The novel is about Friedrich von Hardenberg, later Novalis, who falls in love with a twelve-year-old girl, Sophie, when he is visiting her family home on business. Everyone around him does not understand his infatuation, because the girl is not up to par with him intellectually. Hardenberg does not inform his father of this for quite some time, and his brother Erasmus is angry about Friedrich’s intentions at first, but comes to love Sophie himself.

Sophie is a child, and has not been educated well, but she is beautiful and simple, and love has no explanation. People are upset about him being engaged to Sophie, including his father’s friend, Just, and his Just’s niece, Karoline, though she would never let Hardenberg know. Hardenberg is afraid his father will disown him if he marries Sophie, but there is nothing his father can do.

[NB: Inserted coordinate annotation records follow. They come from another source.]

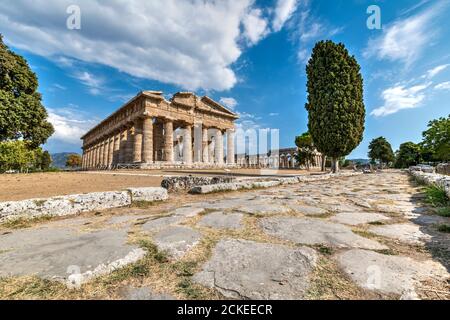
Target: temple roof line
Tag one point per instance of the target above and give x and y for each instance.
(159, 96)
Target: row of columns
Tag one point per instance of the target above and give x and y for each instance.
(142, 142)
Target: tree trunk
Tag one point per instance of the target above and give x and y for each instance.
(335, 165)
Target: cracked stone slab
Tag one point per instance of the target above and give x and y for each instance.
(125, 219)
(142, 293)
(355, 218)
(56, 253)
(316, 231)
(160, 223)
(251, 270)
(308, 210)
(187, 211)
(406, 232)
(388, 274)
(222, 220)
(177, 241)
(264, 209)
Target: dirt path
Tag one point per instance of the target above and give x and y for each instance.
(364, 237)
(43, 185)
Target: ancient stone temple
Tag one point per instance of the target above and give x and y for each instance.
(150, 131)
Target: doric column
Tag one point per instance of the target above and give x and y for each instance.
(158, 140)
(91, 158)
(219, 147)
(205, 146)
(97, 155)
(100, 155)
(137, 141)
(123, 146)
(83, 159)
(110, 151)
(230, 146)
(168, 141)
(129, 154)
(105, 152)
(116, 152)
(187, 144)
(147, 140)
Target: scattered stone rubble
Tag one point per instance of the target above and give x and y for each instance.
(248, 185)
(436, 179)
(183, 183)
(76, 204)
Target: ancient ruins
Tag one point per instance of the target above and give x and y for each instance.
(141, 133)
(151, 132)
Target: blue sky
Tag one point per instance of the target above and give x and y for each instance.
(250, 55)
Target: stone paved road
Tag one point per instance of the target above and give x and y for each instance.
(368, 236)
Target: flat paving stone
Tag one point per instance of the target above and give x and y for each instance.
(249, 270)
(355, 218)
(143, 293)
(187, 211)
(125, 219)
(314, 231)
(222, 220)
(177, 241)
(264, 209)
(386, 273)
(161, 223)
(308, 210)
(54, 252)
(406, 232)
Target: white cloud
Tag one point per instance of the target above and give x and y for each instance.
(443, 86)
(313, 32)
(308, 30)
(283, 12)
(435, 71)
(93, 82)
(69, 123)
(187, 43)
(405, 39)
(401, 97)
(229, 102)
(255, 26)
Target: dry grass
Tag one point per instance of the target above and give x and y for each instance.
(328, 282)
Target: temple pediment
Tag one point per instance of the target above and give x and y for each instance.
(214, 105)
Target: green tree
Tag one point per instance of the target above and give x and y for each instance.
(335, 101)
(73, 161)
(409, 154)
(22, 115)
(306, 150)
(16, 155)
(436, 140)
(46, 160)
(380, 149)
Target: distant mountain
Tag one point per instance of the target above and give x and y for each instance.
(361, 161)
(59, 159)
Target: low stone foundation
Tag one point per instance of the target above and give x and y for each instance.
(76, 204)
(439, 180)
(256, 184)
(178, 166)
(184, 183)
(443, 168)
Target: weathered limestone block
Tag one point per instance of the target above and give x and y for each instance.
(148, 194)
(174, 184)
(243, 269)
(64, 205)
(438, 180)
(443, 168)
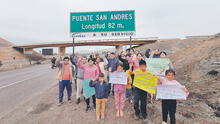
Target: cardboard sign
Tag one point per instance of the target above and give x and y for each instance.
(118, 78)
(145, 81)
(170, 92)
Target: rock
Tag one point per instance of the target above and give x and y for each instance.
(217, 113)
(213, 73)
(214, 105)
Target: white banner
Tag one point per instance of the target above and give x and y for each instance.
(170, 92)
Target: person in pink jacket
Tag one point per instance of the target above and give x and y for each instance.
(90, 71)
(119, 93)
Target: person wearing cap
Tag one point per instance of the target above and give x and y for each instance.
(101, 94)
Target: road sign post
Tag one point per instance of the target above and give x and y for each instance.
(103, 24)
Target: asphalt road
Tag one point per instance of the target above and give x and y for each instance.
(18, 86)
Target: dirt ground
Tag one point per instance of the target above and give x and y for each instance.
(192, 58)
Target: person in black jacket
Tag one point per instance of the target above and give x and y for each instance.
(147, 53)
(101, 94)
(125, 61)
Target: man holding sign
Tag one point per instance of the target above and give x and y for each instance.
(169, 91)
(144, 82)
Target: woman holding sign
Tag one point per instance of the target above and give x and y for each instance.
(119, 91)
(169, 104)
(90, 73)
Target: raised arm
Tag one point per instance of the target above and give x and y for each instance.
(121, 59)
(58, 62)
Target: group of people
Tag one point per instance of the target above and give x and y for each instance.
(97, 69)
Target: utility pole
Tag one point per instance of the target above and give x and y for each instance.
(73, 45)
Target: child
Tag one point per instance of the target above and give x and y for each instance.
(128, 86)
(169, 106)
(119, 93)
(101, 94)
(140, 95)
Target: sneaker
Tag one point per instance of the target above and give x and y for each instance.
(102, 116)
(87, 108)
(136, 117)
(78, 101)
(147, 121)
(164, 122)
(60, 103)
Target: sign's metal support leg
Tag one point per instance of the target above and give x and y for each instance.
(73, 45)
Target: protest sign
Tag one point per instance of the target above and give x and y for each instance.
(87, 90)
(118, 78)
(145, 81)
(170, 92)
(154, 65)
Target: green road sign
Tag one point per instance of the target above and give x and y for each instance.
(108, 21)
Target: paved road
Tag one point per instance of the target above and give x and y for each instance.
(17, 86)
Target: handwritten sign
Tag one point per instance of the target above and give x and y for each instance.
(154, 65)
(87, 90)
(145, 81)
(170, 92)
(118, 78)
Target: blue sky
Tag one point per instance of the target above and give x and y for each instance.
(34, 21)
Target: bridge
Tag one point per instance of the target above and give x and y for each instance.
(118, 43)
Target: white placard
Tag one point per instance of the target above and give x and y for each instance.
(170, 92)
(118, 78)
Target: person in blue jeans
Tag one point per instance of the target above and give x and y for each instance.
(65, 78)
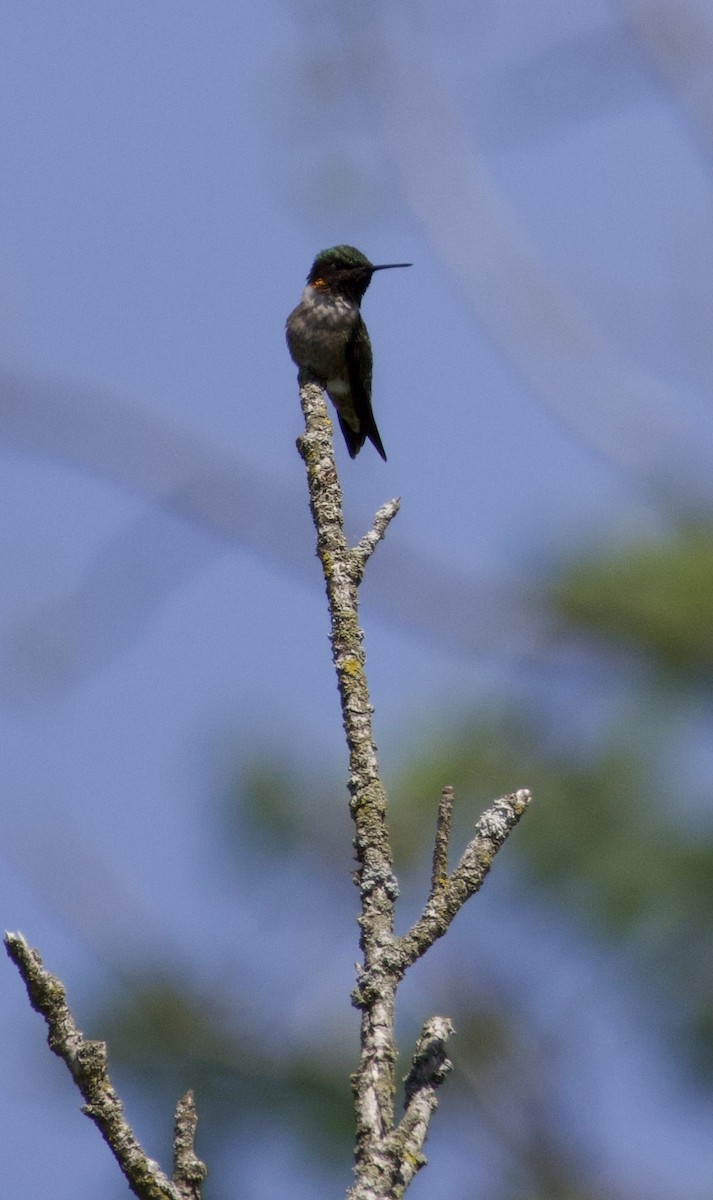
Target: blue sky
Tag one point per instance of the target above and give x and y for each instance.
(169, 172)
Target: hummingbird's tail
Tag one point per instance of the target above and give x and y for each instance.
(355, 438)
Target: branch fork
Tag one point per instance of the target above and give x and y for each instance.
(387, 1155)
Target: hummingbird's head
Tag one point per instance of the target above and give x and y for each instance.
(345, 270)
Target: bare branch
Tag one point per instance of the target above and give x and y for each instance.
(373, 1081)
(365, 549)
(87, 1062)
(429, 1068)
(439, 869)
(187, 1169)
(491, 832)
(387, 1158)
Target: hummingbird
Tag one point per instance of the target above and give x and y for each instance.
(327, 336)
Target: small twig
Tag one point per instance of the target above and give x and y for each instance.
(87, 1062)
(187, 1169)
(441, 847)
(442, 906)
(363, 551)
(429, 1068)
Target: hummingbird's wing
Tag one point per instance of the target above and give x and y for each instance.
(359, 364)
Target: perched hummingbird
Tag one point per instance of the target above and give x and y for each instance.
(327, 336)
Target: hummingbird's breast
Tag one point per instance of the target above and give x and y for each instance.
(318, 331)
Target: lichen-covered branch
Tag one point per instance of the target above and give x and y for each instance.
(387, 1156)
(87, 1062)
(373, 1081)
(442, 844)
(187, 1169)
(468, 876)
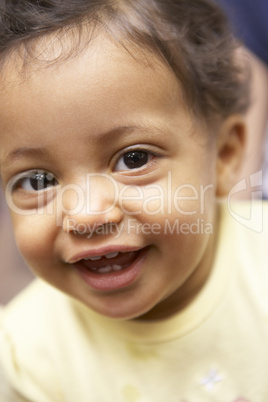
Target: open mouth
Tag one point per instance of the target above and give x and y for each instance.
(111, 262)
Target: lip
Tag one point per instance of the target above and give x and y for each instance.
(101, 251)
(115, 280)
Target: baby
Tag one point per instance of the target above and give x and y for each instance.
(121, 126)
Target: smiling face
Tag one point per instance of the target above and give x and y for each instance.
(111, 183)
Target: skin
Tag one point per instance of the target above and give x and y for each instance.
(81, 117)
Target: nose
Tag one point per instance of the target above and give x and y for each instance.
(86, 208)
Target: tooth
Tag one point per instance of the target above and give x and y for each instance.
(94, 258)
(116, 267)
(111, 255)
(105, 270)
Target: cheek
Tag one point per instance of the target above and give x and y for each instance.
(35, 237)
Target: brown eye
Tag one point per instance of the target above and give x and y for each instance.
(133, 160)
(36, 181)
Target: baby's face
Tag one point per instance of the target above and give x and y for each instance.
(110, 183)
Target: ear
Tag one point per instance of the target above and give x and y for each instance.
(231, 146)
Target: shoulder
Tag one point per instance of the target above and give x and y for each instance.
(27, 327)
(244, 239)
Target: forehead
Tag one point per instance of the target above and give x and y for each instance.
(100, 68)
(102, 87)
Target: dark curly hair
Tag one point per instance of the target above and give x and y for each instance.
(192, 37)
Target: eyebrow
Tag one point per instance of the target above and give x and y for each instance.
(40, 152)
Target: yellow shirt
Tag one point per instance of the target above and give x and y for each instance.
(54, 349)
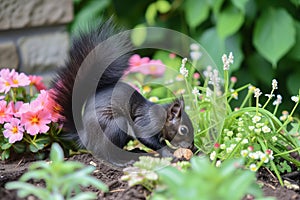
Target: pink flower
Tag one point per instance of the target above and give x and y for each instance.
(196, 75)
(9, 79)
(18, 80)
(37, 82)
(5, 84)
(15, 108)
(136, 61)
(13, 131)
(41, 101)
(36, 121)
(5, 112)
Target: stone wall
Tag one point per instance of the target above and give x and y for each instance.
(33, 36)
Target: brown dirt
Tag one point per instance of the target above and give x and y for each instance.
(118, 190)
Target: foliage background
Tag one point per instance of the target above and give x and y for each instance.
(263, 35)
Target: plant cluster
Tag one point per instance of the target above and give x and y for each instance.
(63, 179)
(197, 179)
(249, 131)
(29, 120)
(240, 26)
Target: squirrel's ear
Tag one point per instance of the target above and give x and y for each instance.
(175, 109)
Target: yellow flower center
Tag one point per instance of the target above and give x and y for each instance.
(34, 120)
(15, 81)
(15, 130)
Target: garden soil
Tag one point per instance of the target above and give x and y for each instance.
(11, 170)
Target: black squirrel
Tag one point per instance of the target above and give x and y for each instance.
(103, 113)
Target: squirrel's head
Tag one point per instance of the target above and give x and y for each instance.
(178, 128)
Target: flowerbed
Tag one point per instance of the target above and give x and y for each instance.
(234, 143)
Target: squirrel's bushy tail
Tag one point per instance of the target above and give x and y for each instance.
(97, 58)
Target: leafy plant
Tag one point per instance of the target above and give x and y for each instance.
(204, 181)
(63, 179)
(240, 26)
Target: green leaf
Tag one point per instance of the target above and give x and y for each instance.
(150, 14)
(229, 21)
(293, 83)
(295, 2)
(216, 6)
(163, 6)
(5, 154)
(196, 12)
(216, 47)
(36, 147)
(240, 4)
(139, 34)
(56, 153)
(274, 34)
(295, 51)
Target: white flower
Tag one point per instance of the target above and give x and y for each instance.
(266, 129)
(244, 153)
(194, 47)
(218, 163)
(239, 135)
(295, 98)
(274, 84)
(245, 141)
(195, 91)
(256, 119)
(184, 71)
(213, 155)
(253, 167)
(257, 92)
(195, 55)
(257, 130)
(183, 61)
(278, 100)
(274, 138)
(227, 61)
(254, 155)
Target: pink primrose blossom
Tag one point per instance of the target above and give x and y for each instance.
(10, 79)
(13, 130)
(37, 82)
(15, 107)
(5, 112)
(36, 121)
(5, 80)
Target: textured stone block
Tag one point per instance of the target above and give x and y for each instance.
(43, 52)
(29, 13)
(8, 55)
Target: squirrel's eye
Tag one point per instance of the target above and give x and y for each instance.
(183, 130)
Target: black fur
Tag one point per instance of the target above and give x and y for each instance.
(113, 113)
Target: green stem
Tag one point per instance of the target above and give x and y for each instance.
(288, 118)
(270, 97)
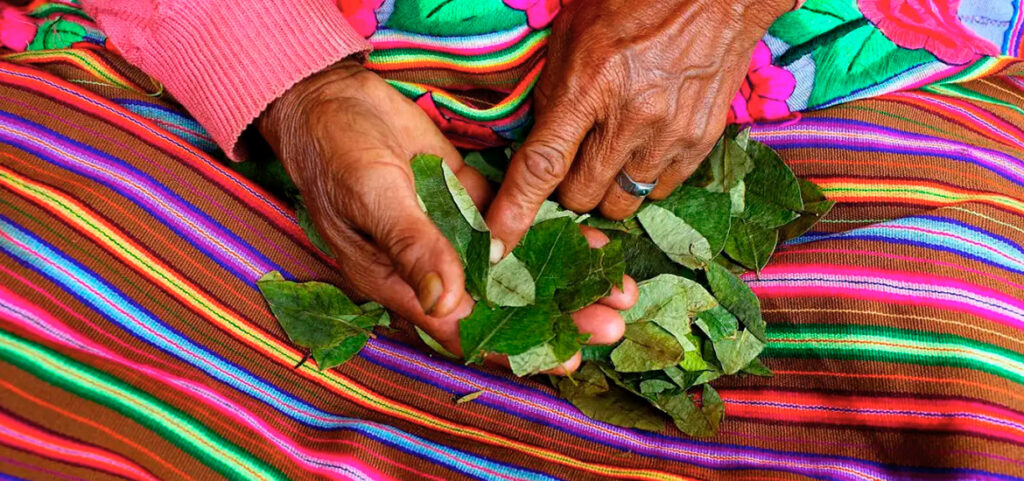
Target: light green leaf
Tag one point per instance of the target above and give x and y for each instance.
(735, 296)
(751, 245)
(678, 239)
(646, 347)
(509, 283)
(556, 254)
(737, 352)
(506, 330)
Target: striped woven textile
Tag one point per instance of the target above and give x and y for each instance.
(134, 344)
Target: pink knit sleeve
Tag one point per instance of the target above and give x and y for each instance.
(226, 60)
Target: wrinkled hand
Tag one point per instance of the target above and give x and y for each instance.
(346, 137)
(637, 86)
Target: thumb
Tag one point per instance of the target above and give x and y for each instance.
(537, 169)
(419, 252)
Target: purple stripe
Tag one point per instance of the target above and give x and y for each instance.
(538, 406)
(781, 136)
(143, 191)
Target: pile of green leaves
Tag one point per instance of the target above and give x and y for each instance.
(695, 320)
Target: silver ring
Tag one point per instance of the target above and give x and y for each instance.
(639, 189)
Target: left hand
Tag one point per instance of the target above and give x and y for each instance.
(640, 87)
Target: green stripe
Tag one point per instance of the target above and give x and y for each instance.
(910, 347)
(184, 432)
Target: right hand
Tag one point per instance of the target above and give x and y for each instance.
(345, 136)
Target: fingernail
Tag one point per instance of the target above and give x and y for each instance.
(497, 250)
(430, 290)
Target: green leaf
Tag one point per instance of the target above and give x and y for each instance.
(646, 347)
(735, 296)
(678, 239)
(556, 253)
(565, 344)
(669, 297)
(509, 283)
(433, 344)
(655, 386)
(751, 245)
(644, 260)
(606, 267)
(772, 198)
(737, 352)
(505, 330)
(445, 203)
(815, 208)
(330, 356)
(591, 393)
(312, 314)
(718, 323)
(705, 211)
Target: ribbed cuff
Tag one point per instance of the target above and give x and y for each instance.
(226, 60)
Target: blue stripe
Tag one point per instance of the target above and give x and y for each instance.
(79, 282)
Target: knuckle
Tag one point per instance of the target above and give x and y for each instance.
(545, 163)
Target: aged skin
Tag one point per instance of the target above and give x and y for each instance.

Some feminists might be angry about the way women are portrayed in this novel, but the things the characters say are views people held in the past. Some of the notions put forth by both men and women appear so preposterous today, that Ms. Hen had to laugh, if it weren’t so tragic that people used to believe things like this. But this aspect of the novel only served to make the story more believable; the reader gets involved in the age in which the novel took place, like going in a time machine, which quality historical fiction should do.

Even though this story is a tragic tale of love, humor abounds. Ms. Hen couldn’t help but be amused at the absurdity of the situations that these characters put themselves into, even though the comedy is dark. The lovers don’t understand each other, and nobody understand them, but that is the way life is sometimes, but we have to think it's funny at how ridiculous their actions are.

Ms. Hen thinks this novel is unlike any she has read. It is magical and real at the same time. Fairy tale elements exist in the novel, but at the same time, it’s based in reality. The writing is exquisite, like delicate porcelain painted with flowers and trees that Ms. Hen was afraid to drop and smash on the floor, but it is beautiful all the same.